And, as you note, in amending the law, as set forth above, the Legislature did not also provide a definition of "political subdivision" or "finance director." Further, nowhere in the Code of Ethics (Part III, Chapter 112, Florida Statutes) is there a definition of either term.
For the reasons set forth below, we find that a finance director within a sheriff's office is not a finance director of a county, municipality, or other political subdivision, within the meaning of the new law, and, thus, that such persons are not required, by virtue of such status,1 to file financial disclosure.
While the Code of Ethics, as newly-amended, does not define "political subdivision," Volume 1, TITLE I, CONSTRUCTION OF STATUTES, CHAPTER 1, DEFINITIONS, in Section 1.01(8), Florida Statutes, provides:
1.01 Definitions.-In construing these statutes and each and every word, phrase, or part hereof, where the context will permit:
(8) The words "public body," "body politic," or "political subdivision" include counties, cities, towns, villages, special tax school districts, special road and bridge districts, bridge districts, and all other districts in this state."

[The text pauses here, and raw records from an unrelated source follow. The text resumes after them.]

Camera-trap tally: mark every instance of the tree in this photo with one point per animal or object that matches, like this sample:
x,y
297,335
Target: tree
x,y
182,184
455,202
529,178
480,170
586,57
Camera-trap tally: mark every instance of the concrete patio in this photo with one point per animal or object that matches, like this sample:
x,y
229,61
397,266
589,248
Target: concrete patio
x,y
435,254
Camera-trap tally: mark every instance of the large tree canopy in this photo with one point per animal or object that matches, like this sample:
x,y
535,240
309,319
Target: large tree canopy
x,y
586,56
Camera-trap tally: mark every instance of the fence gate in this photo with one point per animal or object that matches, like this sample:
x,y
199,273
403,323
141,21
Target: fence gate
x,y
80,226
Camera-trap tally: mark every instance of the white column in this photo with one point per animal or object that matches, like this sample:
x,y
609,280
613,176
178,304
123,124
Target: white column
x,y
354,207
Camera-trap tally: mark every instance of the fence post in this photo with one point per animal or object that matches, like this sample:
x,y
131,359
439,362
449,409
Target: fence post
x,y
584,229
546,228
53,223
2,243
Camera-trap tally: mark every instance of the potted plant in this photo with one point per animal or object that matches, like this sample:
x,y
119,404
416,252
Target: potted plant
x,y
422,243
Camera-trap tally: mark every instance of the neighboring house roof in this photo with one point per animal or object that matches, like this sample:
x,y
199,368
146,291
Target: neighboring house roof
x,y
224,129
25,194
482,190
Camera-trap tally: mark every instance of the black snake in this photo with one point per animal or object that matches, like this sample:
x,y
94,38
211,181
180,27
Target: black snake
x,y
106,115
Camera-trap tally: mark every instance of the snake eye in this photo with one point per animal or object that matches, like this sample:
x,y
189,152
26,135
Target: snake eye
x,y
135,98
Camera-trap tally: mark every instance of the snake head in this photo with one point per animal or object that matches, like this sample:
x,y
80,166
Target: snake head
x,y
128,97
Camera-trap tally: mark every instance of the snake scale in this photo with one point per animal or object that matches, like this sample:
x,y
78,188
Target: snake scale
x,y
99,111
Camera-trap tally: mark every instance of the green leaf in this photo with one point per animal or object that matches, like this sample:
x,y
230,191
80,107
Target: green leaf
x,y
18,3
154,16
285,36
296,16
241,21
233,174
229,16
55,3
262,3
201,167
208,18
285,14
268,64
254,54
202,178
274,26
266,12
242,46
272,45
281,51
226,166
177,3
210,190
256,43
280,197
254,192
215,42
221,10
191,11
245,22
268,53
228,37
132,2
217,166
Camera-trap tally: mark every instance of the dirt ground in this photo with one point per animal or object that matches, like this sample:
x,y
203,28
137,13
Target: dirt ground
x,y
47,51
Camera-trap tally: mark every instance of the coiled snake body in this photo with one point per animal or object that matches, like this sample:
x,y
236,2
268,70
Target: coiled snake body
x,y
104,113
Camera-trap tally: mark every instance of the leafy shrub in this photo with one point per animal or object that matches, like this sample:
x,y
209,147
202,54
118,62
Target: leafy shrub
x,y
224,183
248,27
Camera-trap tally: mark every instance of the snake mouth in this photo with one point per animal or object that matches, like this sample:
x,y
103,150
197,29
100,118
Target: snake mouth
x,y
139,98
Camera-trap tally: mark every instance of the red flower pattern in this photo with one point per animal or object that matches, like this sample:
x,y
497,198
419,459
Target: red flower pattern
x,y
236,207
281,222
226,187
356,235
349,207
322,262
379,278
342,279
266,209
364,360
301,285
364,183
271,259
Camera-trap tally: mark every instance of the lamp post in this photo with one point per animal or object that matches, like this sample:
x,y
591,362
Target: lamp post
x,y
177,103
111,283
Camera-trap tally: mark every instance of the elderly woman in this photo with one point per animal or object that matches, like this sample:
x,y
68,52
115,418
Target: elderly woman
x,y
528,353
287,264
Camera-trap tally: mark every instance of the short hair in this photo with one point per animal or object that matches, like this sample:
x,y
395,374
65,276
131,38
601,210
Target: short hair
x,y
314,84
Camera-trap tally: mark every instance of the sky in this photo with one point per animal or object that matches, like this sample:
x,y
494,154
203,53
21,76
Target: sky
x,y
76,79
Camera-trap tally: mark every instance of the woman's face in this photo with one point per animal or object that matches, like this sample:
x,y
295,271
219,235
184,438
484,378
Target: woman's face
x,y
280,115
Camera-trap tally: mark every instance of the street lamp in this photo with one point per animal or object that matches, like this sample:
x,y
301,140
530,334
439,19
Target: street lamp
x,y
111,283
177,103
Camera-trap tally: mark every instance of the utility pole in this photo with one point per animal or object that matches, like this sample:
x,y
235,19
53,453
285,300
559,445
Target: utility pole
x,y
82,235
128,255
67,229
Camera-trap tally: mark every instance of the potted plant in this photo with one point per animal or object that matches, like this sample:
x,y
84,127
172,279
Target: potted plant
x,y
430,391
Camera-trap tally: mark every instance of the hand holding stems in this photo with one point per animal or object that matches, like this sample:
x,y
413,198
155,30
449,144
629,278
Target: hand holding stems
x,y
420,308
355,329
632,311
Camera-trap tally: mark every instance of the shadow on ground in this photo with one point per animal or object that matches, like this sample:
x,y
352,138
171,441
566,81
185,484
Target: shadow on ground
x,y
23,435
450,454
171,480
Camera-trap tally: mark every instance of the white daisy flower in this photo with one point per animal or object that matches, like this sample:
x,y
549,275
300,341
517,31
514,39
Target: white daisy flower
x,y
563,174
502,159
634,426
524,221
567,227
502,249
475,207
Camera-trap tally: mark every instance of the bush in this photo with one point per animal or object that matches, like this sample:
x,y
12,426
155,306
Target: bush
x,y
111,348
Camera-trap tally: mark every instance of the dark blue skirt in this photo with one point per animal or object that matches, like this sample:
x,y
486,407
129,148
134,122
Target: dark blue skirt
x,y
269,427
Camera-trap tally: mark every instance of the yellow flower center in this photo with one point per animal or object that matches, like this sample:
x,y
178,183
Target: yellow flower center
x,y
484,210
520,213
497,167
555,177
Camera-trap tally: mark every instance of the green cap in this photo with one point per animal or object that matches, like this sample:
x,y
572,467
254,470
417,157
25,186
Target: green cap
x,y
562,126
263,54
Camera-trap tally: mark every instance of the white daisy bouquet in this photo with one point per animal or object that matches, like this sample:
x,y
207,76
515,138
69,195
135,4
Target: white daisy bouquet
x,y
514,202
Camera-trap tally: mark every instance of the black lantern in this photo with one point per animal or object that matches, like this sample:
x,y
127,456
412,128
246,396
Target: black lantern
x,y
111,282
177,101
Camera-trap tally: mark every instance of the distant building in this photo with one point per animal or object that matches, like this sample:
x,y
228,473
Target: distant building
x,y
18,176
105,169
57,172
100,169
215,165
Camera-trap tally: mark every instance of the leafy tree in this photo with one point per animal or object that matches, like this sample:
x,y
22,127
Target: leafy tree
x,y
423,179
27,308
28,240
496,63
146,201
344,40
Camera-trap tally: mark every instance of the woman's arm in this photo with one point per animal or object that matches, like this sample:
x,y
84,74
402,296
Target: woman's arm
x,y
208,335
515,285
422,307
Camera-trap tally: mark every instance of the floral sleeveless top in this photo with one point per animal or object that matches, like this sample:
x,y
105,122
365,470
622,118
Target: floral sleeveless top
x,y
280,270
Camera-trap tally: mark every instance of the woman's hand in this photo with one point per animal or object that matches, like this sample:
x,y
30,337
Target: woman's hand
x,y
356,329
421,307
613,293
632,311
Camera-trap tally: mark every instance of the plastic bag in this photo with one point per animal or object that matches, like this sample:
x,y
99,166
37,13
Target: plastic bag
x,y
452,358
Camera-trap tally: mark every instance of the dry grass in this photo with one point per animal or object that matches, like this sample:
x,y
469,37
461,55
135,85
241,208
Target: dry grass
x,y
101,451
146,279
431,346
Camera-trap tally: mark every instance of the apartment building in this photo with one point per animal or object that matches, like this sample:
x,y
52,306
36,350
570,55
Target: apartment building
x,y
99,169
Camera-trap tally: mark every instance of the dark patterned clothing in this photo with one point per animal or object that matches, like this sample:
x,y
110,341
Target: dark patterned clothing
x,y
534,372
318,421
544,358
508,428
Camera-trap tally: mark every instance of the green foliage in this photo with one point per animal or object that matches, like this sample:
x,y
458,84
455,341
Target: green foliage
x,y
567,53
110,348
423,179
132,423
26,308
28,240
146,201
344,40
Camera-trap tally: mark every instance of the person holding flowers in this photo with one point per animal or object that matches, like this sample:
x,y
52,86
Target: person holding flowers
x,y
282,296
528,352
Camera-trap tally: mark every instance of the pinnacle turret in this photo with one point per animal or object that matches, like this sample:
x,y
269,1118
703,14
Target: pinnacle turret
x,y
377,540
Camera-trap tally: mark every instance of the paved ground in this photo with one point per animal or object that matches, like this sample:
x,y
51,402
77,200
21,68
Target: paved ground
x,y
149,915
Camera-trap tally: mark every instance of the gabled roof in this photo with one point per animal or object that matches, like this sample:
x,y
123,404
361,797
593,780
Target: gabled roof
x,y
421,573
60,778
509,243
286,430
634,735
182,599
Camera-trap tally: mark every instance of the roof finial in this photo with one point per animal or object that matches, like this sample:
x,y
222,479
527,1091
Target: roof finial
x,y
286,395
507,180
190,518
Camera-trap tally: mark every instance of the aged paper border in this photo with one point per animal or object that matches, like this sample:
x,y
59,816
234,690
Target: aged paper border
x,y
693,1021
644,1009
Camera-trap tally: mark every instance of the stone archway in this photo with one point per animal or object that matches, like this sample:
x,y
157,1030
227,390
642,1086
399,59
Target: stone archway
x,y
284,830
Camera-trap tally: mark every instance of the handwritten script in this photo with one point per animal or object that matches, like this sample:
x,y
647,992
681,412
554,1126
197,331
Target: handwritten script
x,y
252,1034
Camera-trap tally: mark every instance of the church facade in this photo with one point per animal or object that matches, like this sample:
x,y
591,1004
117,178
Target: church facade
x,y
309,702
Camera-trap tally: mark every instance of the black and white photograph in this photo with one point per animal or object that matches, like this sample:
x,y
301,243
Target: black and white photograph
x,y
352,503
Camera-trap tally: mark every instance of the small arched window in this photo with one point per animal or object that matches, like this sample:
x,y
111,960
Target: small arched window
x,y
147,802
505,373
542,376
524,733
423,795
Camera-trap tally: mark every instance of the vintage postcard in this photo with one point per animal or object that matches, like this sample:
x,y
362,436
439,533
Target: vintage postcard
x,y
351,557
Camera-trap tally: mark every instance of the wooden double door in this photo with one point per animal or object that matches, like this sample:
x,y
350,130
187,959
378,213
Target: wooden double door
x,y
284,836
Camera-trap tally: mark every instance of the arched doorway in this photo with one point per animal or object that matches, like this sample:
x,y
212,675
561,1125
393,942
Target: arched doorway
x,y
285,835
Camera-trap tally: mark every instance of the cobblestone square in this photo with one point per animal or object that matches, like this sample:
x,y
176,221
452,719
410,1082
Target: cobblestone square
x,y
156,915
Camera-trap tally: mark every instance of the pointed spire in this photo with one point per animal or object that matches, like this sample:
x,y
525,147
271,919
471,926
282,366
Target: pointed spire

It is apparent that the definition in Section 1.01(8) should apply to any and all statutes where a more specific definition is not provided, as is the case with Section 112.3145(1)(a)3.2 Further, it also is apparent that the definition of Section 1.01(8) does not mention a sheriff's office; rather, it encompasses portions of government of a different nature--portions of government headed by collegial bodies, not unitary officials like sheriffs--and, unlike a sheriff's office, portions of government almost always possessed of taxing powers. In contrast, a sheriff's office, while undoubtedly a unit of government, is more appropriately seen as an "office" headed by an elective Constitutional officer, not as a "political subdivision" in and of itself. Additionally, our staff informs us that they are aware of no Florida caselaw or opinion of the Florida Attorney General determining that a sheriff or a sheriff's office is a political subdivision akin to a city, town, county, or special district, for general purposes or for purposes of the definition of "local officers" required to file financial disclosure.3 Also, our staff informs us that there is no Legislative history (extrinsic evidence) of the intent of the new law which would aid in our determination as to whether the amendment was meant to encompass finance directors within a sheriff's office.
Question 1 is answered accordingly.
If the duties of the finance director are equally divided among two or more persons, rather than one individual assuming primary responsibility, would each employee be considered a "finance director" required to file financial disclosure?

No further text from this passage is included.